Creíamos que el Estado de Bienestar estaba consolidado y fuera de peligro después de la II Guerra Mundial. Grave error. Lentamente, ha ido configurándose una fuerza conservadora capaz de cuestionar lo que hace unos años no se atrevían: que el Estado de Bienestar debe ser asistencial y de mínimos, no universalizable, ni ser el esqueleto vital de la sociedad sino una prestación caritativa para los más desfavorecidos. La crisis ha sido la excusa perfecta para poner en marcha las reformas.
Resulta paradójico porque el pensamiento y gestión conservadora ha sido el causante de la burbuja inmobiliaria, la especulación financiera, el libre mercado sin controles, y el poco peso del Estado para fiscalizar. Cuando la crisis hizo mella en las estructuras bancarias y empresas multinacionales, se olvidaron de la libertad de mercado y la avaricia por el negocio para reclamar al “Papá Estado” que se hiciera cargo del desastre. Y vuelto a estabilizar el sistema económico, la codicia sigue corrompiendo las estructuras sociales.
La reforma del gobierno británico de David Cameron supone mucho más que una serie de recortes en las ayudas y prestaciones sociales. Esta reforma es un ataque al Estado de Bienestar, con dos argumentos falaces: los derechos no son gratis y lo público no es eficiente. Nunca los derechos han sido gratis; cuestan mucho de conquistar, aplicar, compartir y sufragar, pero resulta imposible de llevarlos adelante sin convicción de su valía universal y sin un sistema impositivo justo y distributivo que lo haga viable. Al grito de “¡abajo los impuestos!”, la derecha, siempre y de donde sea, despierta egoísmos individuales pensando que es mejor tener el dinero debajo del ladrillo que contribuir a un sistema público de cobertura social. Tampoco resulta verdad que lo público es igual a ineficiente, aunque su desprestigio y devaluación ayuda a encontrar en la privatización de los servicios el negocio camuflado más beneficioso para unos pocos.

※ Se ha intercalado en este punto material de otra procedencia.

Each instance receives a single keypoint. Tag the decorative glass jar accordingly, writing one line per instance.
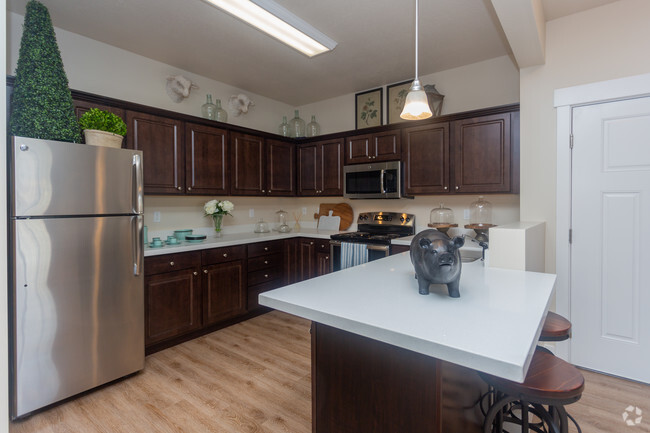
(209, 110)
(297, 126)
(480, 212)
(222, 115)
(283, 130)
(313, 128)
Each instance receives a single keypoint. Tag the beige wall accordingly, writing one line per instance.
(611, 41)
(187, 212)
(95, 67)
(484, 84)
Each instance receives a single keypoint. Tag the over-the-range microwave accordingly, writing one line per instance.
(376, 180)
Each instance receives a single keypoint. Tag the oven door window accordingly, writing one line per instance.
(391, 181)
(363, 182)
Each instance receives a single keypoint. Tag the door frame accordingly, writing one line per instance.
(564, 101)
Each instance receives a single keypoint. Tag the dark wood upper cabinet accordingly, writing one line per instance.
(320, 168)
(426, 159)
(248, 162)
(383, 146)
(161, 142)
(206, 160)
(307, 162)
(280, 168)
(482, 154)
(330, 170)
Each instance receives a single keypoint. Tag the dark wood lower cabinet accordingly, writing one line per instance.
(224, 291)
(363, 385)
(173, 304)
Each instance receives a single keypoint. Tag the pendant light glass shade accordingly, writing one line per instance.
(416, 106)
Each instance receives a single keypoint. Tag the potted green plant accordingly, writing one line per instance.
(41, 105)
(102, 128)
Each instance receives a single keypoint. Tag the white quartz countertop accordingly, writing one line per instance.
(235, 239)
(493, 327)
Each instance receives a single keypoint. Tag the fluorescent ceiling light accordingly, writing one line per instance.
(278, 22)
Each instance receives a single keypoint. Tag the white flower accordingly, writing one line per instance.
(227, 206)
(210, 207)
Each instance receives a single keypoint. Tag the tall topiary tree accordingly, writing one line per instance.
(42, 103)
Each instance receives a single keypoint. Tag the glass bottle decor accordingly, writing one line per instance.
(297, 126)
(209, 110)
(313, 128)
(283, 130)
(222, 115)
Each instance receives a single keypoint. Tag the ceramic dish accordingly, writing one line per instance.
(180, 234)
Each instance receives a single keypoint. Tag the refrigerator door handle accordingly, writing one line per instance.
(137, 225)
(138, 200)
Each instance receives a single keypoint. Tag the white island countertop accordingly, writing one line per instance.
(493, 327)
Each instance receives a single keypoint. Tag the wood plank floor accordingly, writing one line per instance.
(255, 377)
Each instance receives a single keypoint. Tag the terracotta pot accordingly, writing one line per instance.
(95, 137)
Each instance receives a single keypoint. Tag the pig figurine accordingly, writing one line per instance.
(436, 260)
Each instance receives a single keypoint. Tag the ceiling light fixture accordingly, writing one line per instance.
(416, 106)
(278, 22)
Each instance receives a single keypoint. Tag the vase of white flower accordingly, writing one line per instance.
(217, 209)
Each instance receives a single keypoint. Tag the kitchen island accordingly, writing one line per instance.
(387, 359)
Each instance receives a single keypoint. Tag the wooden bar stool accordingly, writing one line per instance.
(550, 382)
(555, 328)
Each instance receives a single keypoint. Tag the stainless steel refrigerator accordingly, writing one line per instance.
(77, 298)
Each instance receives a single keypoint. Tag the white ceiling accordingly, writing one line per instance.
(375, 40)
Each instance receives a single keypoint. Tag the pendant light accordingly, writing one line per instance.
(416, 106)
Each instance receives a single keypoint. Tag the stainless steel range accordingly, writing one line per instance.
(372, 241)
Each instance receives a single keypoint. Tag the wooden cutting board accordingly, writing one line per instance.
(338, 209)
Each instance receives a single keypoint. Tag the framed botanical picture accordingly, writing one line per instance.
(368, 108)
(395, 97)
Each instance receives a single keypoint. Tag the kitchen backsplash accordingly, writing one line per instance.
(187, 212)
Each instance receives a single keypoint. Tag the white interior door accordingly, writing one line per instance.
(610, 259)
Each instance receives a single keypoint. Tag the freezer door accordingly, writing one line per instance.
(51, 178)
(77, 307)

El Estado de bienestar británico va a verse reducido en más de 19.000 millones de libras al año (21.600 millones de euros). Medio millón de funcionarios pierden su empleo. Conseguir una vivienda social va a ser mucho más caro. Hombres y mujeres van a tener que trabajar hasta los 66 años antes de poder cobrar una pensión pública. Una de las medidas más controvertidas y polémicas: se reducirán en un 40% los fondos públicos destinados a la docencia y se permitirá a las universidades más caras duplicar y hasta triplicar el precio máximo de la matrícula. Buen caldo de cultivo para que las universidades privadas hagan su negocio. Y, en medio del revuelo y las protestas, otra vuelta de tuerca de Cameron: “nadie más vivirá a costa del desempleo”; una reducción drástica de las tasas de desempleo acompañado de la acusación de vagos y aprovechados a la clase trabajadora. ¿Acusó Cameron con la misma contundencia a los bancarios, empresarios, financieros y especuladores?
Como dice Adela Cortina, que la economía resulte incapaz, en nuestros días, de alimentar a todos los seres humanos es un fracaso sin precedentes y estrepitoso. Del que nadie, añadiría yo, parece tener ninguna responsabilidad. Porque, en momentos de crisis, se alienta el individualismo más egoísta preconizando su regla de oro “no inviertas en los demás más esfuerzos del que pueda proporcionarte un beneficio”.
Esto no va de broma. La víctima de la crisis actual es el Estado de Bienestar, aunque da la impresión de que para los conservadores, en lugar de víctima, es claramente culpable.
Un suspiro para recordar las palabras de Kant: “hasta un pueblo de demonios, sin sentido de la justicia, estaría interesado en construir un Estado de Derecho siempre que los demonios fueran racionales”. El problema es que nadie ha dicho si nuestros demonios son racionales e inteligentes.